Army Court of Criminal Appeals Rules that a Soldier cannot Legally Possess Digital Data Contained in Unallocated Hard Drive Space
Our newest blog contributor is Brian Pristera. He has active duty Army experience and teaches legal writing. He is an expert on military appellate law.
This is the perfect time for him to start contributing to our blog. The Army Court of Criminal Appeals recently reversed a conviction in a case that he knows well from the trial level.
About the case, Brian writes:
On 26 February 2016, the Army Court of Criminal Appeals (ACCA) decided the case of SSG Schempp in an unpublished opinion. At trial, SSG Schempp was found guilty of two specifications of possession of child pornography. SSG Schempp was using FrostWire, a file sharing program. Naval Criminal Investigative Services (NCIS) agents located SSG Schempp’s IP address online and identified his home address. Army Criminal Investigation Division (CID) conducted a search and seized, among other electronic devices, a computer and an external hard drive.
The computer and hard drive were forensically examined by CID. The computer contained suspected child pornography images in the active memory or allocated space of the hard drive. This means that the files were generally available to the user of the computer and were accessible to the user. The computer also contained some suspected child pornography images in the unallocated space, or portions of the hard drive that are not accessible without special forensic software. All of the images on the portable hard drive were located in the unallocated space. The files in the unallocated space were recovered using special forensic software called EnCase, which is not generally available to the public.
At the trial, the government digital forensic expert testified that SSG Schempp had no way of accessing the files that were located in the unallocated space. Nonetheless, the trial court convicted SSG Schempp of possession of the child pornography. “Possession” of child pornography requires that the possession be knowing and conscious. The ACCA found that SSG Schempp could not knowingly possess the images that were in the unallocated space because he had no way of knowing that the images were there and no way of retrieving them on the date alleged in the specification. Accordingly, all of the images located in the unallocated space (all of the images from the portable hard drive, and 8 images from the computer) were dismissed.
The Court ruled that SSG Schempp was not legally able to possess images that were located in the unallocated space.
The Court affirmed the remaining specification but reduced the number of pictures that SSG Schempp was convicted of possessing.
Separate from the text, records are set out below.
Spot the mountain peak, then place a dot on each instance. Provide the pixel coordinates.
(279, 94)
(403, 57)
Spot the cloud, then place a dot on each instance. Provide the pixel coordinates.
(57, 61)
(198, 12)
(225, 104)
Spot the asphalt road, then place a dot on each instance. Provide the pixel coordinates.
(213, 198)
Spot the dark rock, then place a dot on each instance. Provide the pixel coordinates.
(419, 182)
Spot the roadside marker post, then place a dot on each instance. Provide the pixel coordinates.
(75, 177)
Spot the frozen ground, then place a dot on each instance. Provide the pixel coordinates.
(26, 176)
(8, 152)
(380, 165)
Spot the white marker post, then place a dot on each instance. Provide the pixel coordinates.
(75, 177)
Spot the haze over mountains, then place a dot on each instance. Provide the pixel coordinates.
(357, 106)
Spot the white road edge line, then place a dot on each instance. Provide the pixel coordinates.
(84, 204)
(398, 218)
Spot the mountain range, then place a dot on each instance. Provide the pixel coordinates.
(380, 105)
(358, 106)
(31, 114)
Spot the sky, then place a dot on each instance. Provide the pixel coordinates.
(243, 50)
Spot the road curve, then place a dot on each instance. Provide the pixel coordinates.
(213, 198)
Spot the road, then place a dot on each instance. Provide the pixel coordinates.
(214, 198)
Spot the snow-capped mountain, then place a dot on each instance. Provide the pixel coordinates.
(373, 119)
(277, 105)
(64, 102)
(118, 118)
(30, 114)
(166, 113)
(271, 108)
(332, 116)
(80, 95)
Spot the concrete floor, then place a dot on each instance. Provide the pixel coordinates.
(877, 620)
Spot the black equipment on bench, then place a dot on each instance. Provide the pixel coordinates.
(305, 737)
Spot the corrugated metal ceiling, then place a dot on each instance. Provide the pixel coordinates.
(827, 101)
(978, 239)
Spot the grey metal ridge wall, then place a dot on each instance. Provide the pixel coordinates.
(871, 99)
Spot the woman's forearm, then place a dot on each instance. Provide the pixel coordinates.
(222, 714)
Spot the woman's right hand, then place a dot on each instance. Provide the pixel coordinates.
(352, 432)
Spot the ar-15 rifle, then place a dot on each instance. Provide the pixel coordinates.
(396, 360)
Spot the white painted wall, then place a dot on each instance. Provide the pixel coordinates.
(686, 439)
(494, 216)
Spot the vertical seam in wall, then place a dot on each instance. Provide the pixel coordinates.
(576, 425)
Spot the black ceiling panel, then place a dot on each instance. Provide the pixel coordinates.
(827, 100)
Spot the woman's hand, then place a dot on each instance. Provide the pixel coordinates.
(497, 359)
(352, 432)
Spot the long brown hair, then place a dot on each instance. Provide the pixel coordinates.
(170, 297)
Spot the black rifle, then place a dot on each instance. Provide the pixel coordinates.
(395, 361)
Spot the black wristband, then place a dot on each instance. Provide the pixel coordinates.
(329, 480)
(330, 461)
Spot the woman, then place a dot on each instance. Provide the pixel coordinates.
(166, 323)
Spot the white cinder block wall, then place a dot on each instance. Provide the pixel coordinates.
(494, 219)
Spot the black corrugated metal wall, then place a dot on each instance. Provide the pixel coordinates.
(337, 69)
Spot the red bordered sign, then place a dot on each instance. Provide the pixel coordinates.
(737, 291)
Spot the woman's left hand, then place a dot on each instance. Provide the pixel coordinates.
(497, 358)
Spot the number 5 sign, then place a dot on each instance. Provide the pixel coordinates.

The Court determined that a sentence rehearing is not necessary under the circumstances because there was not a dramatic change to sentencing framework.
The take-away from this case is that if the government charges possession of child pornography images located in the unallocated space of a hard drive, the evidence may be insufficient for a finding of guilty. If the charges allege possession on a certain date, and on that date the images were in the unallocated space, there is likely not sufficient evidence to support a guilty finding. Note however that ACCA made it clear that the charges could have been drafted differently to avoid this problem. If the charges alleged possession on the last known date that the images were accessible on the hard drive, then the evidence would have been sufficient to support a finding of guilty.